Re: Spark DataFrame UNPIVOT feature

2018-08-22 Thread Maciej Szymkiewicz
Given popularity of related SO questions:


   - https://stackoverflow.com/q/41670103/1560062
   - https://stackoverflow.com/q/42465568/1560062
   - https://stackoverflow.com/q/41670103/1560062

it is probably more "nobody thought about asking",  than "it is not used
often".

On Wed, 22 Aug 2018 at 00:07, Reynold Xin  wrote:

> Probably just because it is not used that often and nobody has submitted a
> patch for it. I've used pivot probably on average once a week (primarily in
> spreadsheets), but I've never used unpivot ...
>
>
> On Tue, Aug 21, 2018 at 3:06 PM Ivan Gozali  wrote:
>
>> Hi there,
>>
>> I was looking into why the UNPIVOT feature isn't implemented, given that
>> Spark already has PIVOT implemented natively in the DataFrame/Dataset API.
>>
>> Came across this JIRA  
>> which
>> talks about implementing PIVOT in Spark 1.6, but no mention whatsoever
>> regarding UNPIVOT, even though the JIRA curiously references a blog post
>> that talks about both PIVOT and UNPIVOT :)
>>
>> Is this because UNPIVOT is just simply generating multiple slim tables by
>> selecting each column, and making a union out of all of them?
>>
>> Thank you!
>>
>> --
>> Regards,
>>
>>
>> Ivan Gozali
>> Lecida
>> Email: i...@lecida.com
>>
>


Re: Spark DataFrame UNPIVOT feature

2018-08-22 Thread Mike Hynes
Hi Reynold/Ivan,

People familiar with pandas and R dataframes will likely have used the
dataframe "melt" idiom, which is the functionality I believe you are
referring to:
https://pandas.pydata.org/pandas-docs/stable/generated/pandas.melt.html

I have had to write this function myself in my own work in Spark SQL, as it
is a common step in data wrangling when you do not control the structure of
the input dataframes you are working with in your pipelines.

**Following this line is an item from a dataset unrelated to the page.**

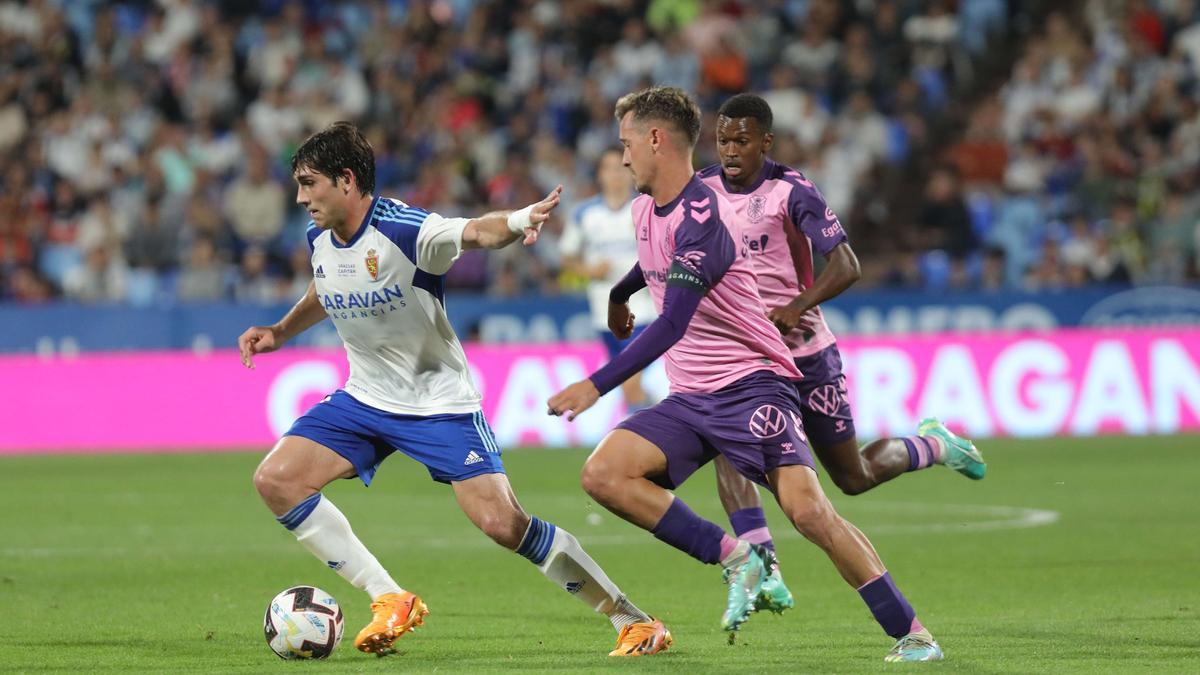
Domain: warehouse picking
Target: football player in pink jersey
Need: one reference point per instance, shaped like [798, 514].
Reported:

I would hence second Ivan that adding it as a native dataframe method would
no doubt be helpful (and for what it's worth, so would other concepts from
the pandas API, such as named indexing & multilevel indexing).

Cheers,
Mike




On Tue, Aug 21, 2018, 5:07 PM Reynold Xin,  wrote:

> Probably just because it is not used that often and nobody has submitted a
> patch for it. I've used pivot probably on average once a week (primarily in
> spreadsheets), but I've never used unpivot ...
>
>
> On Tue, Aug 21, 2018 at 3:06 PM Ivan Gozali  wrote:
>
>> Hi there,
>>
>> I was looking into why the UNPIVOT feature isn't implemented, given that
>> Spark already has PIVOT implemented natively in the DataFrame/Dataset API.
>>
>> Came across this JIRA  
>> which
>> talks about implementing PIVOT in Spark 1.6, but no mention whatsoever
>> regarding UNPIVOT, even though the JIRA curiously references a blog post
>> that talks about both PIVOT and UNPIVOT :)
>>
>> Is this because UNPIVOT is just simply generating multiple slim tables by
>> selecting each column, and making a union out of all of them?
>>
>> Thank you!
>>
>> --
>> Regards,
>>
>>
>> Ivan Gozali
>> Lecida
>> Email: i...@lecida.com
>>
>


Re: Spark DataFrame UNPIVOT feature

2018-08-21 Thread Reynold Xin
Probably just because it is not used that often and nobody has submitted a
patch for it. I've used pivot probably on average once a week (primarily in
spreadsheets), but I've never used unpivot ...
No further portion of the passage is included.